There is but one assignment of error, which is that the evidence does not support the judgment. On an assignment of this nature we must construe every conflict in the evidence and every reásonable intendment to be drawn therefrom in favor of the judgment of the trial court. Korrick v. Robinson, 20 Ariz. 323, 180 Pac. 446; Kinney v. Neis, 14 Ariz. 318, 127 Pac. 719. With this rule to guide us we state the facts in the case as follows:

On the twenty-third day of August, 1927, plaintiff was president of the Zuni-Arizona Oil Company, which company had some 9,000 acres of land under lease. On this date he signed a contract with the Barbara Development Corporation, by the terms of which the corporation was to finance the drilling of certain wells on the property of the oil company, plaintiff being retained as field manager for the corporation. After the contract was entered into, one John Gfoetz, who was then representing the corporation, inquired of plaintiff as to the customary salary for the manager of an oil company, and was informed that it was from $350 to $400 per month. No further dis *500 cussion was ever had as to salary. Thereafter plaintiff entered upon his duties as such manager, and operations were carried on in a more or less desultory manner in pursuance of the agreement, from the twenty-fourth day of August, 1927, till the thirty-first day of March, 1928, after which time all work on the contract stopped.

During this period plaintiff had contracted a number of bills on behalf of the corporation. In the latter part of March he sent the corporation an itemized statement of the amount he claimed was then due from them on account of his salary and bills that he had contracted in the course of the work, amounting all told to $5,824.29, the statement covering all bills for supplies and labor up to March 31, 1928. Some correspondence was had between the general manager of the corporation, Albert de Beaulieu, and plaintiff in regard to the amount of indebtedness, and plaintiff finally wrote the former on April 28, 1928, as follows:

“During the recent visit to this city of Mr. Konselman and Mr.
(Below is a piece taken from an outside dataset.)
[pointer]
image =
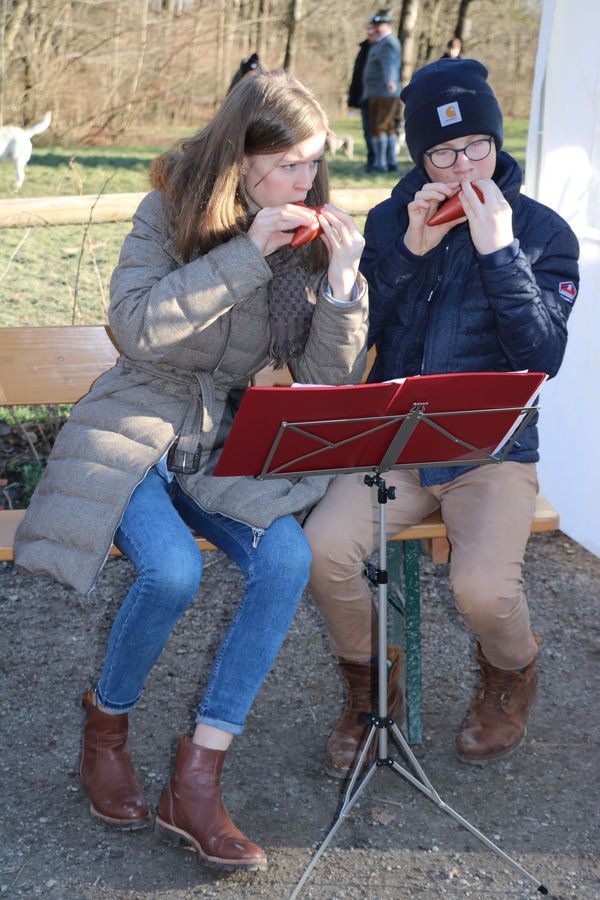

Russell, the Zuni-Arizona Corporation agreed to assume one-half of the Swassing, Morrison and my labor account, PROVIDING that immediate relief were forthcoming from the Barbara Development Corporation.
“If such relief is not to materialize, and is not an incentive toward the immediate payment of all outstanding bills, then the Zuni-Arizona Company feels no longer bound by this agreement, but that entire amount must be paid by the Barbara Development Corporation, who in reality are responsible for the incurring of every dollar of that expense.”

On May 4th de Beaulieu replied:

“We are enclosing herewith our check for $500.00 in accordance with our recent agreement.”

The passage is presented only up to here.